José Martí's Our America:
From National to Hemispheric Cultural Studies

General

José Martí's Our America: From National to Hemispheric Cultural Studies. Edited by Jeffrey Belnap and Raul Fernandez. New Americanists. Durham: Duke University Press, 1999. Notes. Index. viii, 344 pp. Cloth, $49.95. Paper, $17.95.

The generally intelligent and well-informed essays in this book underscore the difficulties in trying to salvage the work of the Cuban José Martí for our times in any other domain save that of literature. To read Martí as anything other than one of Spanish America's greatest writers, that is, to read him as a social commentator, or as an analyst, and even a theorist, of hemispheric affairs, is a melancholic exercise in belated recognition. Martí's life and works, it is true, foreshadowed many quintessentially "modern" experiences: among others, the artist's alienation from the masses, the plight of exiles and "stateless people" all over the world, and the rise of U.S. imperialism. However, as several of the essays in this collection show, he was not unique in this respect. The essays by Rosaura Sánchez, Beatriz Pita, and Brenda Gayle Plummer remind us that other contemporaries, such as the californiana novelist Amparo Ruiz de Burton and the Haitian Anténor Firmin, also wrote, perhaps less elegantly, about their condition as liminal subjects in the borderlands between the U.S. and Latin America, and as individuals caught in the clash between tradition and modernity. Moreover, the "canonical" founding figures of Western modernity, the trinity of Marx, Nietzsche, and Freud, in particular, performed similar and more openly influential analyses of modernity in a more general context. Martí indeed foresaw many things, but so did others, and their voices, unlike Martí's, were heard in their time. Thus to read Martí as a precursor of present-day trends in theory such as "border studies" or "cultural studies" risks reducing his work to a series of commonplaces.
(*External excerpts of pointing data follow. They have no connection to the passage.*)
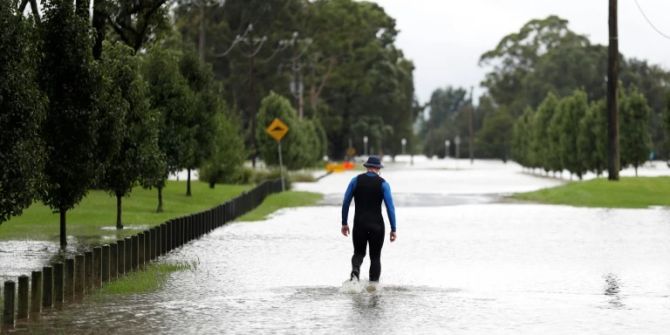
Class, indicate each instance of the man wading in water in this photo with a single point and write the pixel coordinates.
(368, 190)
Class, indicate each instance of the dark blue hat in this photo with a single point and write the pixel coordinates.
(374, 161)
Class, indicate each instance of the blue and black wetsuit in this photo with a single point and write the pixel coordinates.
(368, 190)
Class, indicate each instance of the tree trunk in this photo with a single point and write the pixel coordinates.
(160, 200)
(63, 234)
(188, 183)
(612, 86)
(99, 24)
(119, 208)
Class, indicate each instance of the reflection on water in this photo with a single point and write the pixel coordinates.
(461, 265)
(469, 269)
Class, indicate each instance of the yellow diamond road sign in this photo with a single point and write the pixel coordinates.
(277, 129)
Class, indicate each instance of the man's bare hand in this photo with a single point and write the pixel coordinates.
(345, 230)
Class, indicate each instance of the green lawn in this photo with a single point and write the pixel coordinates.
(638, 192)
(94, 218)
(281, 200)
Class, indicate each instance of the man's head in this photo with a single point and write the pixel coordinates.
(374, 164)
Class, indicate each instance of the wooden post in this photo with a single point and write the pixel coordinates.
(58, 284)
(47, 286)
(97, 267)
(88, 270)
(163, 238)
(24, 295)
(79, 276)
(135, 251)
(121, 258)
(140, 251)
(36, 292)
(69, 280)
(128, 263)
(147, 247)
(8, 311)
(105, 263)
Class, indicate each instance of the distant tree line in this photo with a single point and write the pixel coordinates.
(570, 133)
(543, 57)
(129, 92)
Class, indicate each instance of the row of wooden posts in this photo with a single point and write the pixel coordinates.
(66, 282)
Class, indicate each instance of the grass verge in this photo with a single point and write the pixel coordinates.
(95, 216)
(281, 200)
(149, 280)
(637, 192)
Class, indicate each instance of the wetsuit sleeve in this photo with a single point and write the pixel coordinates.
(348, 195)
(388, 201)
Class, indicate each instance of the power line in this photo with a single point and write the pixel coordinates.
(649, 21)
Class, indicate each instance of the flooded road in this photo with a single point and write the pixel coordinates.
(463, 263)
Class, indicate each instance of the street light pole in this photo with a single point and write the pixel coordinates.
(613, 165)
(365, 145)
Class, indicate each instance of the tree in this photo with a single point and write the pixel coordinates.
(22, 108)
(228, 152)
(172, 98)
(207, 105)
(522, 139)
(136, 150)
(592, 138)
(571, 110)
(299, 144)
(70, 79)
(635, 139)
(493, 140)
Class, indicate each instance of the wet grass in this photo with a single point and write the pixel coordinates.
(149, 280)
(281, 200)
(637, 192)
(98, 210)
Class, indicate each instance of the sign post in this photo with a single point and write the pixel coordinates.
(277, 130)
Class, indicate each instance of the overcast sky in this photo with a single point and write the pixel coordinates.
(445, 38)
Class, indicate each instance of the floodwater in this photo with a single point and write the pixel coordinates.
(464, 263)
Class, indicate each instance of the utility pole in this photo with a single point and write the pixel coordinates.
(613, 165)
(471, 145)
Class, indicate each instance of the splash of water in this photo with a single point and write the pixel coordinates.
(359, 286)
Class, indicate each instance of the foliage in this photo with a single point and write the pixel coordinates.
(171, 97)
(343, 53)
(70, 79)
(87, 220)
(493, 140)
(546, 56)
(635, 140)
(22, 107)
(133, 128)
(636, 192)
(300, 145)
(228, 153)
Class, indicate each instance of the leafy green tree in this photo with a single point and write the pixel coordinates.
(521, 139)
(22, 107)
(571, 110)
(298, 146)
(494, 139)
(71, 80)
(635, 139)
(137, 144)
(171, 96)
(228, 153)
(592, 138)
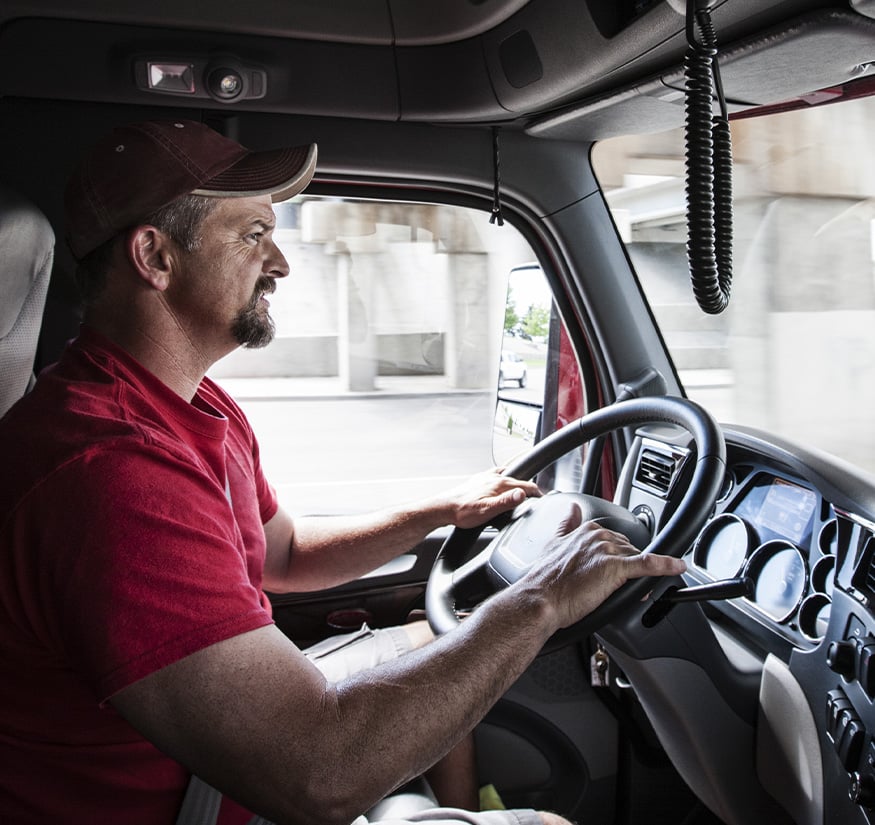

Nevertheless, this is what most of the articles in this collection end up doing. Despite the insightful observations by Donald E. Pease about Martí's and Tocqueville's differing views of the U.S., Doris Sommer's about Martí's re-fashioning of Walt Whitman for Spanish American consumption, or Susana Rotker's about Martí and the condition of exile, to mention three instances, these essays all underscore the dearth of "theory" in Martí's text.

In fact, what Martí states eloquently but with no immediate impact in his essay "Nuestra America" ("Our America," 1891) was later said by others (such as the Uruguayan José Enrique Rodó and his followers) and these ideas were in turn dismantled by subsequent generations of writers from marxist, anthropological, and deconstructive perspectives. (A useful account of the fate of Latin American ideologies of "autochthony" [End Page 345] such as those of Martí and Rodó can be found in Carlos J. Alonso's book The Spanish American Regional Novel: Modernity and Autochthony.)

Only the last essay in this collection, Oscar R. Martí's "Jose Martí and the Heroic Image," deals extensively with the issue of how Martí has been read (and misread) in this century. For Professor Martí, the key to the permanence of Jose Martí's heroic image lies in "the power of his words. . . . It is Martí the writer who rises above the politician and the apostle. He left a body of work that stood on its own merits even before the political hero was created" (p. 330). Tellingly, Professor Martí's essay closes this book in the manner of a dissenting opinion. Had the collection begun with this piece, the ones that followed would have had to come to grips more explicitly with implicit attempts to recast yet another "heroic image" of Martí, this time as a proto-theorist of Latin American as well as "Latino" cultural studies.